The clear sign of a primitive, uncivilized nation: draconian, absurd, cruel, unusual sentences. A clear violation of the Bill of Rights. The parties perpetrating these atrocities should be disbarred for life and removed from the bench.

Posted by: restless94110 | Mar 18, 2021 12:56:55 AM

I’d gladly trade these man mins for some better gun control. Unfortunately, we’re still a long ways off from the latter. We’re just starting to contemplate baby steps on filibuster reform, so it’s going to be quite a long journey.

Posted by: hardreaders | Mar 18, 2021 9:24:44 AM

To me, the justice, or lack thereof, of a long sentence for carrying a gun depends on whether or not a victim was placed in a position of fearing the gun. For example, if the gun was used in a robbery, I have no problem with a 25-year enhancement to the person's sentence.

Someone who did not have the proper license for a gun should not get a heavy jail sentence simply for having the gun.

To me, a prohibited possessor falls in an intermediate category. Someone whose right to carry a gun has been taken away for cause needs to respect that. But it's not as bad as threatening someone with the gun.

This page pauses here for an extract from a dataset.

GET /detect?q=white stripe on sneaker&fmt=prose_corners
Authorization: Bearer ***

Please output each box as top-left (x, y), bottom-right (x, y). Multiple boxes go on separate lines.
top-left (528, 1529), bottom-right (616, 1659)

Posted by: William C Jockusch | Mar 18, 2021 12:55:35 PM

During my 8 years in Federal prison I met several men who had ridiculously long Federal sentences because they had been carrying a gun (which was never fired) while committing various crimes. My friend Gary Settle, now 55 years old, was 26 years old in 1993, when he committed a series of 10 armed bank robberies, while addicted to drugs. The Judge gave him 12 years concurrent for the bank robberies, but 165 years of mandatory consecutive time carrying a gun during the robberies, for a total of 177 years. Gary has now served 29 years in prison. He is not a thug, and has become a good man since getting off drugs. He comes from an educated, middle class family. His Mother is a nurse. There is no reason that he should still be in Federal prison; it's a waste of the taxpayers' money. Another man was a computer programmer for the vault and ATM manufacturer Diebold. He programmed a secret subroutine, so that he could go to any ATM, punch in the secret code, and the machine would open and permit him to remove all of the money, which he did a few times. He was not charged with Bank robbery, but with the lesser crime of Bank Larceny. His defense lawyer did not prepare him properly for his PSR interview with a Probation Officer. When the Probation Officer asked him if he had been armed when he took the money from the ATMs (there was no prior evidence or indication that he had been armed), he honestly responded that heh ad carried a pistol with him each time -- this led to him getting mandatory consecutive prison time, totaling about 54 years, instead of the 6 or 7 years he had been expecting. When his sentence was affirmed on direct appeal, he tried to hang himself with a bedsheet at the UNICOR Factory where he worked at FCI-Manchester, Ky. His Supervisor cut him down, so he did not die. By now, he has served about 20 years of that 54 year sentence. Again, it's a waste money to keep him in Federal prison. I could give several more examples, but I think you already get my point.